2Neste trabalho a atenção foi dada para identificação dos principais atores na área de influência das usinas hidrelétricas no Rio Madeira, bem como às estratégias de atuação sobre o uso do território e dos recursos naturais. O que torna esta discussão imprescindível à gestão do território, considerando que a área de influência das usinas passa a ter novas funções e, consequentemente, novas formas de organização local.

As Escalas de Apropriação dos Recursos e Uso do Território no Alto Rio Madeira

3A construção das usinas hidrelétricas no Rio Madeira faz parte de uma macro política cujo objetivo é o de integrar-se às outras obras de infraestrutura que compõem o eixo Norte-Sul (Orinoco-Amazonas-Prata) conforme indicado pela Integração das Infraestruturas Regionais Sul-Americana (IIRSA) (Melo, 2008).
4A IIRSA é uma articulação intergovernamental, iniciada em Brasília, no ano de 2000, com presidentes dos estados nacionais, constituídos na América do Sul para definir uma estratégia conjunta que pudesse integrar as infraestruturas físicas instaladas, alicerçadas na concepção de eixos de integração e desenvolvimento (Interocean, S/D; Coelho, 2010).
5A ideia de integrar a Amazônia às outras regiões do Brasil e continente Sul-Americano não é recente, vem desde o século XIX, foi intensificada a partir dos anos 90 mediante a criação de novas rotas comerciais com os chamados Eixos Nacionais de Integração e Desenvolvimento (ENIDs), compostos pelos Corredores Estratégicos (Geipot, 1999).
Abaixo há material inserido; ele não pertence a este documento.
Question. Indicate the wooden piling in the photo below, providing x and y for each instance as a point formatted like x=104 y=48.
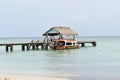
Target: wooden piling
x=7 y=48
x=35 y=46
x=11 y=48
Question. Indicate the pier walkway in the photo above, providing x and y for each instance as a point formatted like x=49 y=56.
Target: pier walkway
x=37 y=45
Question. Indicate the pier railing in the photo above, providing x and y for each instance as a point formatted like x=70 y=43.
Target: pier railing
x=37 y=45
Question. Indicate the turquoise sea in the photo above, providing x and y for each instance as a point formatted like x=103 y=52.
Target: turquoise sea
x=86 y=63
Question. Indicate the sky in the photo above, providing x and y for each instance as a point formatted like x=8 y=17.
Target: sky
x=31 y=18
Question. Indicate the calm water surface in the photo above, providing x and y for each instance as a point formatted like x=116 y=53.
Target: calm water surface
x=88 y=63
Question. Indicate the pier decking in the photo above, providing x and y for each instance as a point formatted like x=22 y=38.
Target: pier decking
x=36 y=46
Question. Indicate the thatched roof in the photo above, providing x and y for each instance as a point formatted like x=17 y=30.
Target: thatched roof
x=60 y=31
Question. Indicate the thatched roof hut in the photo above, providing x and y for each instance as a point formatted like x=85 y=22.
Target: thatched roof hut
x=58 y=30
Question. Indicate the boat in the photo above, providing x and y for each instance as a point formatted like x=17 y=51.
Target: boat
x=61 y=44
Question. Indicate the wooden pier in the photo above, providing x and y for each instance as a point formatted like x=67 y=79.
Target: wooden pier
x=25 y=46
x=82 y=43
x=36 y=46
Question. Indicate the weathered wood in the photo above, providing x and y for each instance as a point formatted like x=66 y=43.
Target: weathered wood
x=27 y=46
x=85 y=42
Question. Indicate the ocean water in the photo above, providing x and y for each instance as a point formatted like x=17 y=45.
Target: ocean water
x=86 y=63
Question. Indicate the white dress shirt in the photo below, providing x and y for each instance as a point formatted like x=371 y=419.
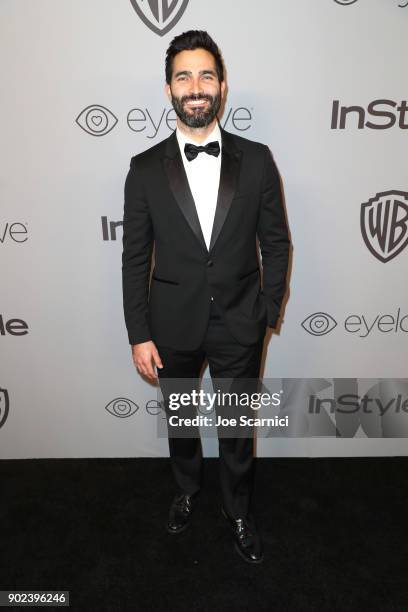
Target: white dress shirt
x=203 y=174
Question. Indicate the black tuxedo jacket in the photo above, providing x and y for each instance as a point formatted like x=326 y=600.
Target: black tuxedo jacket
x=159 y=209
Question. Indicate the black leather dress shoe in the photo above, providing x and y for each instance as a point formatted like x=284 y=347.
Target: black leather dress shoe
x=180 y=513
x=247 y=540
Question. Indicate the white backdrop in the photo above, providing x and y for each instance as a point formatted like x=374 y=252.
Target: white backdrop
x=62 y=180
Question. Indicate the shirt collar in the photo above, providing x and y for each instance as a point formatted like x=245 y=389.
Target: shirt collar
x=183 y=138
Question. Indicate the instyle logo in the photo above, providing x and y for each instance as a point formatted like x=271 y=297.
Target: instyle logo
x=359 y=325
x=13 y=327
x=387 y=112
x=384 y=224
x=16 y=232
x=96 y=120
x=122 y=407
x=160 y=15
x=109 y=228
x=4 y=406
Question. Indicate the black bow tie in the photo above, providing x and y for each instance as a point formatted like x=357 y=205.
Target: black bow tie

Os investimentos em infraestrutura na Amazônia, tais como projetos de agrovilas, estradas e hidrelétricas têm desencadeado impactos no ordenamento deste território, ligados, principalmente, a: a) fluxos migratórios, b) adensamento da ocupação, c) mudanças no uso da terra e, consequentemente, d) o desflorestamento e e) conflitos de terras. Estas mudanças contribuíram para alterações na forma de organização já estabelecida, resultando numa (re)estruturação territorial da área (Becker, 1982; Fearnside, 1989; Sayago, 2004; Monteiro, 2004; Théry, 2005).
6O complexo hidrelétrico de Jirau e Santo Antônio, em processo de construção, além de adicionar 6.450 MW ao sistema elétrico nacional, prevê também a construção de eclusas para ampliar a navegação. Há ainda a perspectiva de uma terceira usina binacional na fronteira Brasil/Bolívia e, outra na Bolívia, o que possibilitará a interligação de um trecho de aproximadamente 4.400 Km entre a fronteira Brasil-Bolívia até o Peru (NUNES, 2004; LAATS, 2010).
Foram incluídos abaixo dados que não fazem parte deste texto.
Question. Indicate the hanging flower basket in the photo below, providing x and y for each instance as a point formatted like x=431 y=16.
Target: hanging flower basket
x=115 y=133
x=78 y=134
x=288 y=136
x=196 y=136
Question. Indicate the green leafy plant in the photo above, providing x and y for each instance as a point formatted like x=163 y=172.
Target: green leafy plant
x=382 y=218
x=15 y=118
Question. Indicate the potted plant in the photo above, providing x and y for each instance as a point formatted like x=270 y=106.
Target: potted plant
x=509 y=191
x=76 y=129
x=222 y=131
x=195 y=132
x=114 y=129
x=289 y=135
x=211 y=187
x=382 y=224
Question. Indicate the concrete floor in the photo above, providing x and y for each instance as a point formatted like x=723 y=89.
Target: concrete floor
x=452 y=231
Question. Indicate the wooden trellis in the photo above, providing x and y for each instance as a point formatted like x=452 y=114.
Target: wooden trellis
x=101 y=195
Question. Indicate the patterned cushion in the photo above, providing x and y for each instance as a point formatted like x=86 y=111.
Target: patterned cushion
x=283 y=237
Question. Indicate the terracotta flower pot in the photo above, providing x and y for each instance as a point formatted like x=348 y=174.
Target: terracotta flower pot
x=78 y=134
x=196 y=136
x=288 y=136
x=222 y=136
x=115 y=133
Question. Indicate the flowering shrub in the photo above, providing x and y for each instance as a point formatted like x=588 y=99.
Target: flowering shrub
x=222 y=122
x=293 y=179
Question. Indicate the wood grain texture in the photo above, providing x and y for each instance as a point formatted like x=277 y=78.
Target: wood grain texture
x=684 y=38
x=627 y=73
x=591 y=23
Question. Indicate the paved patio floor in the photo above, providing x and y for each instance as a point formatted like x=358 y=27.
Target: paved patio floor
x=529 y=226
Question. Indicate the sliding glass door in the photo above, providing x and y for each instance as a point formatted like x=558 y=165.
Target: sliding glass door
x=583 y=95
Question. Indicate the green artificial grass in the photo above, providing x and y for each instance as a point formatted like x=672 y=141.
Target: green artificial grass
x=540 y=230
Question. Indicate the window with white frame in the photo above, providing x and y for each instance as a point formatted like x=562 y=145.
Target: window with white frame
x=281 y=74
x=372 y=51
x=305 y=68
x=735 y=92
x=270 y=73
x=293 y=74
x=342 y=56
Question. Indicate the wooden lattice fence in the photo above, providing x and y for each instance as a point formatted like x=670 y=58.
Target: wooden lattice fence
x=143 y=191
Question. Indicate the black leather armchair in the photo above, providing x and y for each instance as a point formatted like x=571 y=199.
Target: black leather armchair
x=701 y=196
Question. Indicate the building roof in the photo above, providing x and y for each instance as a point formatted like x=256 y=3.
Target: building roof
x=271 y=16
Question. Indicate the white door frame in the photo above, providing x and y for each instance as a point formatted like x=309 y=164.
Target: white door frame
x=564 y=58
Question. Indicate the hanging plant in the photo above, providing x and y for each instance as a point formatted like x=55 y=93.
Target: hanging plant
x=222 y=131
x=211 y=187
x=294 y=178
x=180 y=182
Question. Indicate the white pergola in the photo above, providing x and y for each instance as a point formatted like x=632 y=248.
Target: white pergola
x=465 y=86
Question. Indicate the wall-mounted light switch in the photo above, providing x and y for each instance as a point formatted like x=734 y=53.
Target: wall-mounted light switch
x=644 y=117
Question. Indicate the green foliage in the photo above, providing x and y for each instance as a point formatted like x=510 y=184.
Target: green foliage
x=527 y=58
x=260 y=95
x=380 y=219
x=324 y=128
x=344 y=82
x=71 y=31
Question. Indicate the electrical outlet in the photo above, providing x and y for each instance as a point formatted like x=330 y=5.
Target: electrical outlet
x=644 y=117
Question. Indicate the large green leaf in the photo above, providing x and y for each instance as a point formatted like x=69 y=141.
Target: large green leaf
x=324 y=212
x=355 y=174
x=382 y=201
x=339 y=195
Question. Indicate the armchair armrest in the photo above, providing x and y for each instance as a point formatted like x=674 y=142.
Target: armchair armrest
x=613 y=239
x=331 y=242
7Dentre os impactos ocasionados pela construção das duas usinas hidrelétricas, a mobilidade populacional se destaca com o processo de territorialização e (des)territorialização (Haesbaert, 2006; 2007). O primeiro processo é evidenciado na instalação do canteiro de obras pelas empresas construtora da barragem, e ao se apropriar de uma parte do rio para produção de energia, seguido pela atração de fluxo migratório, em torno de 20.000 trabalhadores envolvidos na construção da obra. O segundo ocorre com o deslocamento de 2.849 pessoas atingidas pelo reservatório de aproximadamente 529,30 km², com perda estimada de 25.300 hectares de áreas já utilizadas pela agricultura e pecuária (Furnas, 2005; Dhesca, 2008).
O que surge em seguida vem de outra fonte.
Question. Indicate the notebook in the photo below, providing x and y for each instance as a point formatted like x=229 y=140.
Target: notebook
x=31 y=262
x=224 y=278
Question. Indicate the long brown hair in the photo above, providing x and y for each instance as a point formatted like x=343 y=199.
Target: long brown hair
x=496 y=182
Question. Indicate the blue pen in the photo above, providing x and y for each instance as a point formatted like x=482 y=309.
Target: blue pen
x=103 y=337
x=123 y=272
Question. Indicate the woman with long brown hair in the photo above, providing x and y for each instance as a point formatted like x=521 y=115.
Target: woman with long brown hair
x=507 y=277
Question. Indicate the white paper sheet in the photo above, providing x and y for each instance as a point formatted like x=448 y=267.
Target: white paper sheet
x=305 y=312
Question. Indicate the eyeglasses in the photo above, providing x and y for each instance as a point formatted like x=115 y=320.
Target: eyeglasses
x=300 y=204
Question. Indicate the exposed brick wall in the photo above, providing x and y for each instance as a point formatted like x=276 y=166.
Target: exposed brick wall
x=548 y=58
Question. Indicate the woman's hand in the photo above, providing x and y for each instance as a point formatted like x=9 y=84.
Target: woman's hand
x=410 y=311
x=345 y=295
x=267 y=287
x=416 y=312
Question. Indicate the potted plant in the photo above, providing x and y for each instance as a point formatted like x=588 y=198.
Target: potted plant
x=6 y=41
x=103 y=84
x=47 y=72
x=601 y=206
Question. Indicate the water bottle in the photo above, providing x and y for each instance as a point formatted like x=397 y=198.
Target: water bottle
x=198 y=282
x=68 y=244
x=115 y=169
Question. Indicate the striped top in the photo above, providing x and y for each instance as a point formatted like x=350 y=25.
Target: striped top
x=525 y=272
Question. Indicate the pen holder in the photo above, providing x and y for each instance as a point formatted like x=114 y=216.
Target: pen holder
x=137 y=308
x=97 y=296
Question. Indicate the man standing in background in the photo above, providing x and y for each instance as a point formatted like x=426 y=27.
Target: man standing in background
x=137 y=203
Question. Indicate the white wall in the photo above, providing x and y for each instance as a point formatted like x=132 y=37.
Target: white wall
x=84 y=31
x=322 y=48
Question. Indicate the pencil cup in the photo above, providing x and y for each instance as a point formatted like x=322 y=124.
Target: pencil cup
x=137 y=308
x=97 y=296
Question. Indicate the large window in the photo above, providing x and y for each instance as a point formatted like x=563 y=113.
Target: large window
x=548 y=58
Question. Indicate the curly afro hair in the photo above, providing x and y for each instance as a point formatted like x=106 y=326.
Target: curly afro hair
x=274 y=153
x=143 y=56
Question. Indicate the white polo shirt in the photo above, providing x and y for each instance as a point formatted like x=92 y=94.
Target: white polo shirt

8A mobilidade populacional (atração e expulsão) promovida pela construção das usinas, caso não tenha um planejamento, é fato propulsor à ocupação acelerada e desordenada, tanto das cidades, quanto em áreas rurais. Junto a este processo há o rompimento de atividades de cunho tradicional como a pesca e o cultivo na várzea, prática tão comum nas comunidades ribeirinhas (Cavalcante et. al. 2011).
9O reservatório se estende ao longo do Rio Madeira, abrange parte da área rural de Porto Velho, passando pelos distritos de Jaci-Paraná, Mutum-Paraná e Abunã, trecho que soma cerca de 38.827 habitantes, sendo 6% atingidos pelo reservatório. São 1.087 pessoas atingidas pela usina de Jirau e, 1.762 pela usina de Santo Antônio, totalizando 1.100 pessoas em áreas urbanas e 1.749 pessoas nas áreas rurais (Cobrape, 2006). A Área de estudo foi delimitada com base na extensão da área alagada e limites administrativos dos três distritos mencionados (Cf. Fig. 01).
Figura 01: Localização e delimitação da área de estudo
Figura 01: Localização e delimitação da área de estudo
Fonte: Base Cartográfica compilada do Instituo Brasileiro de Geografia e Estatística (IBGE).
10A apropriação do recurso hídrico (Rio Madeira) pelas usinas hidrelétricas chama a atenção, pois se no primeiro momento o empreendimento apresenta-se como importante eixo de integração Latino-Americano para agenciamento de um volume de investimentos de modo a impulsionar o desenvolvimento econômico nacional e Sul-Americano; no segundo, os impactos dessa apropriação incidem diretamente sobre a incompatibilidade dos diferentes usos dos recursos hídricos, cujo confronto está na geração de energia e atividades desenvolvidas pelos atores locais a exemplo do ribeirinho no cultivo na várzea.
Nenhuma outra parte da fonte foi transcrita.